If your regulators are inside their service date, here’s five simple checks you can perform ahead of diving them. They are also useful if you are a using rental set, before you get in the water.
Look over the hoses and give them a mild bend, especially near the crimps. Move the hose protectors if you have them to look under those. If they’re difficult to move try a little soap and twist them clockwise to prevent the hose unscrewing. Any cracking or bulging indicates a problem, and replacement is recommended. Bulging and bubbling of the outer layers are signs that there is a problem in the deeper layers. Note that some (but not all) hoses have small pinholes regularly spaced along the length, so don’t panic but do look well.
Check over any joints that are supposed to move – do they feel tight/gritty/immobile? Mobile joints should move freely but not loosely. Check that the pressure gauge swivel moves smoothly. It should also do this when pressurised.
Check the general condition of the first stage for damage or corrosion. Look at the valve connector. On an A-Clamp reg, check the yoke and the screw pin movement, and inspect the thread. If you are using a DIN regulator, check the o-ring, and inspect the screw thread. All movements should be smooth.

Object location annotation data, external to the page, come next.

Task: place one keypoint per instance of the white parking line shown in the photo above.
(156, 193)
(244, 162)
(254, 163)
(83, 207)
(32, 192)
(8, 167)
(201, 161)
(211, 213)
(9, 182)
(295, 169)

Look at the first stage filter – is it discoloured? If so, there may be contamination inside the first stage. Most filters are usually shiny (divers like shiny things!)
If the stage has moving parts (i.e. turret), check that it moves smoothly and isn’t too tight or loose.
Check the LPI hose connector. The collar should move smoothly and not be gritty or seized up. The small bearings inside the connector should move freely when the collar is pulled back.
The Shrader Valve should be able to depress and spring back with little effort, and the o-ring just above it should be in a good state (though you’d need a torch to see it!)
Look into the second stage (maybe use that torch again!) and possibly give it a light tap. I have seen ants come out of someone’s regulator left on the ground. A badly stored reg is a haven for insects!
Check the mouthpieces. Are they properly attached and not loose? If they are thoroughly chewed, they will need replacing… school and rental kit in particular can suffer from this where the regs have been used by new divers.
If you have venturi levers or adjusters, check that they move properly and are not loose, too tight, or grinding.
Checking that the diaphragm and exhaust valves are properly seated is easy to do: Block the first stage inlet with your thumb. You should not be able to draw air through, but will hear the second stage diaphragm pull down. If you can hear air hissing or are able to pull air, then you have a leak somewhere. If you can drawer air easily, then is it probably an issue with the exhaust valve or the diaphragm.
If you have one available, attach your regs to a cylinder. Turn on, check the gas pressure, and breathe from the them. The gauge should remain steady as you breathe with the gas on. If it fluctuates check the tank valve is fully open. If that isn’t the issue, you may have a problem with your first stage or your tank.
Test the purge button on both second stages. They shouldn’t free-flow with a light press and should start and cut the flow responsively. Once happy, give them a breathe, but be careful in case any dust (or something worse) has accumulated in there!
Turn the gas off again leaving the regulators pressurised. Leave for a few minutes and when you return, re-check the pressure. If it has dropped, gas is escaping from somewhere. If you can pressurise the reg set and submerge it, you might find the leak.
Of course, it goes without saying (so we’ll say it here) that if you do find any issues, call your local dive centre to discuss them, and if necessary arrange to drop off your regs for a technician to work on. Working on regs yourself is a bad idea unless you are qualified to do so, but as a responsible diver, you already know that!
These checks are not exhaustive and in no way replace a proper servicing regime. They can be used as a part of your kit check routine. You should get your equipment serviced by a qualified technician!